Malgré le ralentissement prévu, quelques secteurs devraient retrouver des couleurs. La production automobile pourrait augmenter de près de 10% selon l’association des constructeurs automobiles Anfavea (la pénurie mondiale de microprocesseurs ayant réduit la production de près de 300 000 véhicules en 2021). Certains segments des services tels que le tourisme, les soins et l’événementiel devraient connaître un rebond grâce à la progression de la vaccination. Les secteurs de l’énergie et des infrastructures devraient bénéficier de plusieurs appels d’offre prévus par le gouvernement pour l’obtention de concessions dans de nombreux projets (solaire, éolien, thermique, douze ports, sept autoroutes, quatre aéroports et une ligne ferroviaire pour un montant total estimé à BRL 116 mds), à condition que l’engouement des investisseurs étrangers ne soit pas freiné par les échéances électorales.

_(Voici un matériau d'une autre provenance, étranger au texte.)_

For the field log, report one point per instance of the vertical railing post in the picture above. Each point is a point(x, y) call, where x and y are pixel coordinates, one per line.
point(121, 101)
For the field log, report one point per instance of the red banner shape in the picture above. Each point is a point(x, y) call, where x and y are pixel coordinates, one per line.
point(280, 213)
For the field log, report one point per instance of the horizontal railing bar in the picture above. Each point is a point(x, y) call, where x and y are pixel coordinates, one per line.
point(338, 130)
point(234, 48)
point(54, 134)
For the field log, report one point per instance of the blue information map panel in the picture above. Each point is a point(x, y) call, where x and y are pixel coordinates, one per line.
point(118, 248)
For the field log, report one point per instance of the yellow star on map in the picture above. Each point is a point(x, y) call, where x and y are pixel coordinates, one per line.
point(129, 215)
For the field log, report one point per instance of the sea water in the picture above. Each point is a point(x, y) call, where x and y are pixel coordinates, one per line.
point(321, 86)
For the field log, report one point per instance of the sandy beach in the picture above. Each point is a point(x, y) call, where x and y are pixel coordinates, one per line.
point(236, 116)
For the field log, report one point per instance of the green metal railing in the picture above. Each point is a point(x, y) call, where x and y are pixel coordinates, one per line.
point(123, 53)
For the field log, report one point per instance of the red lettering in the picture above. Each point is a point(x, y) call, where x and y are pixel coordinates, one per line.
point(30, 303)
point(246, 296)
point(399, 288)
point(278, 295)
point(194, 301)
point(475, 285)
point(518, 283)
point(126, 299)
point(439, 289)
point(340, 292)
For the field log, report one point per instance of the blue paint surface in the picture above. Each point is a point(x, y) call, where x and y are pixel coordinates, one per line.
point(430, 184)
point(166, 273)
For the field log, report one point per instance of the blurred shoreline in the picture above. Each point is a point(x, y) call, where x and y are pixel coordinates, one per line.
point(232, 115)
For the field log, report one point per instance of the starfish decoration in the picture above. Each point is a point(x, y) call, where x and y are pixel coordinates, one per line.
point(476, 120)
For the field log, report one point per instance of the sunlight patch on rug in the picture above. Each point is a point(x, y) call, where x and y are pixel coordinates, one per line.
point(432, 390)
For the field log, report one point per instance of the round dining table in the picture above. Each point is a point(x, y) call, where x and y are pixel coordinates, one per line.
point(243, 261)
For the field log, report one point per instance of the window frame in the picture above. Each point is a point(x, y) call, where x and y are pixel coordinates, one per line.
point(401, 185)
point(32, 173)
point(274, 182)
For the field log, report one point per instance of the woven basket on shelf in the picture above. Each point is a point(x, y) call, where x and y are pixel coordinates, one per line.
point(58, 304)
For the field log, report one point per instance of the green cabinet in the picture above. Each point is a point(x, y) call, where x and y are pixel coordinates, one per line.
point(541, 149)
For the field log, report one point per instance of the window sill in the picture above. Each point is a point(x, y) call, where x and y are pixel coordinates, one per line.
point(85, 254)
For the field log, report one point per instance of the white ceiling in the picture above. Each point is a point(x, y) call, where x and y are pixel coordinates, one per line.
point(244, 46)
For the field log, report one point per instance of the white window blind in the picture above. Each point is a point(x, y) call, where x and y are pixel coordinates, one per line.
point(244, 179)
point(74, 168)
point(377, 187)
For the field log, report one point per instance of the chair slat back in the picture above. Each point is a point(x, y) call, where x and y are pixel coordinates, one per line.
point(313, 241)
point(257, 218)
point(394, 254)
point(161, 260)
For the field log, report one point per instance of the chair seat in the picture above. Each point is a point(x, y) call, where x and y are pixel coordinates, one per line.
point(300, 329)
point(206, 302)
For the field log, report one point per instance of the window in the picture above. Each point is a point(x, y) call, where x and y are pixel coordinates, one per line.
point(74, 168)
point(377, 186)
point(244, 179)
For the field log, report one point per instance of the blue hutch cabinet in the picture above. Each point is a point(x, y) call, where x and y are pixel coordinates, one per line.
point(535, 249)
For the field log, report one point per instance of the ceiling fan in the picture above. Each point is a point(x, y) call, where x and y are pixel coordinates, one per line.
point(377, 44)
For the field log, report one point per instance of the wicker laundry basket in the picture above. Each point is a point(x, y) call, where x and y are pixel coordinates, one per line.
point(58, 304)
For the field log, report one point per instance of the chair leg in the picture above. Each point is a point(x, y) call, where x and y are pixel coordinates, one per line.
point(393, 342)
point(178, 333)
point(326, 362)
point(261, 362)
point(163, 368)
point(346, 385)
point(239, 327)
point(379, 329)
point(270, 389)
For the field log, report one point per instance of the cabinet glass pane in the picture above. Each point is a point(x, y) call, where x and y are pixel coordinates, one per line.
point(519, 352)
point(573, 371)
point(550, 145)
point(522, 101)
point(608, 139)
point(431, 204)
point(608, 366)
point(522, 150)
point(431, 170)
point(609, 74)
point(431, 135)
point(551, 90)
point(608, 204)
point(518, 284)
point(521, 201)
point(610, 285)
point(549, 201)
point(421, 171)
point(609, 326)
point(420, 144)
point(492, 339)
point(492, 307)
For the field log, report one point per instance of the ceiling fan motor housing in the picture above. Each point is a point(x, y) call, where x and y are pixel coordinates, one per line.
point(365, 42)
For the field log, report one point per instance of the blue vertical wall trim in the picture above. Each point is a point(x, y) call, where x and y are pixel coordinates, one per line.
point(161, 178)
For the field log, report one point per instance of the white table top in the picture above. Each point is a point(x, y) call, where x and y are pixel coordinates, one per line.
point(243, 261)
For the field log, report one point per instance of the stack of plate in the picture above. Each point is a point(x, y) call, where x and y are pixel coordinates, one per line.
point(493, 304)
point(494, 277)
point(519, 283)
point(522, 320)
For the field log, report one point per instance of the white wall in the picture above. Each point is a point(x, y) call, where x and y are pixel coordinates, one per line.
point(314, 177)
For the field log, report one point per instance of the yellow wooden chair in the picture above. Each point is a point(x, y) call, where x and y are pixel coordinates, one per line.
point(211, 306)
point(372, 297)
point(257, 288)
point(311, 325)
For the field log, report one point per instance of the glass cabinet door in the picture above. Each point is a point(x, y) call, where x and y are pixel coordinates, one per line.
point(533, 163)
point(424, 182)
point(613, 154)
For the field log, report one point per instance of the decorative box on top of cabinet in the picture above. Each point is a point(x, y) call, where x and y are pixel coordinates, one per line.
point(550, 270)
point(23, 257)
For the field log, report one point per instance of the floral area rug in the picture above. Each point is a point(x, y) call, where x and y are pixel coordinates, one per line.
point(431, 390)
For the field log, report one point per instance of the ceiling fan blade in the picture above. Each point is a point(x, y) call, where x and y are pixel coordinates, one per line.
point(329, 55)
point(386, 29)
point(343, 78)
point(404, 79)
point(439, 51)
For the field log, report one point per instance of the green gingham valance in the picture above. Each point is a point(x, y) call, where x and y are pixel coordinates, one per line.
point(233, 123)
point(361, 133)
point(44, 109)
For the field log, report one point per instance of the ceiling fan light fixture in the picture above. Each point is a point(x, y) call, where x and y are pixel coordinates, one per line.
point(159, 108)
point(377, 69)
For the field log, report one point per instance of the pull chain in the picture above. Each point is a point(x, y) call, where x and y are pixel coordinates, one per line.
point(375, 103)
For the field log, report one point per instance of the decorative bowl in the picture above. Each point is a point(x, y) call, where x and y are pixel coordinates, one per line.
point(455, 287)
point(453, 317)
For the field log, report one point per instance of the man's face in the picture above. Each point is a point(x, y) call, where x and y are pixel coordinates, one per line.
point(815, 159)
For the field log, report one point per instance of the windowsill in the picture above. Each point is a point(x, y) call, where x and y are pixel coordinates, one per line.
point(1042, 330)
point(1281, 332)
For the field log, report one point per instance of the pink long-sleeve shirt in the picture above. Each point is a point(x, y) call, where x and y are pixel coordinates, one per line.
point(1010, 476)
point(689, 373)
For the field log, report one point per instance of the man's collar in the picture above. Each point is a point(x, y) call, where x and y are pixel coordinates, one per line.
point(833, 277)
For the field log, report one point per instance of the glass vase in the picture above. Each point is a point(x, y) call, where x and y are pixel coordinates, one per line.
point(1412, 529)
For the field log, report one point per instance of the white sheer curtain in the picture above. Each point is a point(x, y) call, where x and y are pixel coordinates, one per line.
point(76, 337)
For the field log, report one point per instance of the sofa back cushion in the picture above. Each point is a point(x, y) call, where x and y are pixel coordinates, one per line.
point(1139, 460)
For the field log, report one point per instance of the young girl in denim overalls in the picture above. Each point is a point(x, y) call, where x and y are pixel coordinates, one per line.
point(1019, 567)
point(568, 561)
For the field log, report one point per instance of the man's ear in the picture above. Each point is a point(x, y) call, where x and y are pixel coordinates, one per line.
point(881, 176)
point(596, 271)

Avec le démarrage du cycle électoral, d’importants projets de loi actuellement à l’étude au Congrès, tels que la réforme fiscale (destinée à simplifier la fiscalité en fusionnant les taxes fédérales et à réduire la pression fiscale sur les sociétés) et la réforme du secteur public (visant à améliorer l’efficacité des dépenses, contenir la masse salariale et assouplir les règles d’embauche) auront peu de chance d’aboutir. Le risque politique et le resserrement anticipé de la politique monétaire dans certains pays développés devraient entretenir la volatilité sur les marchés.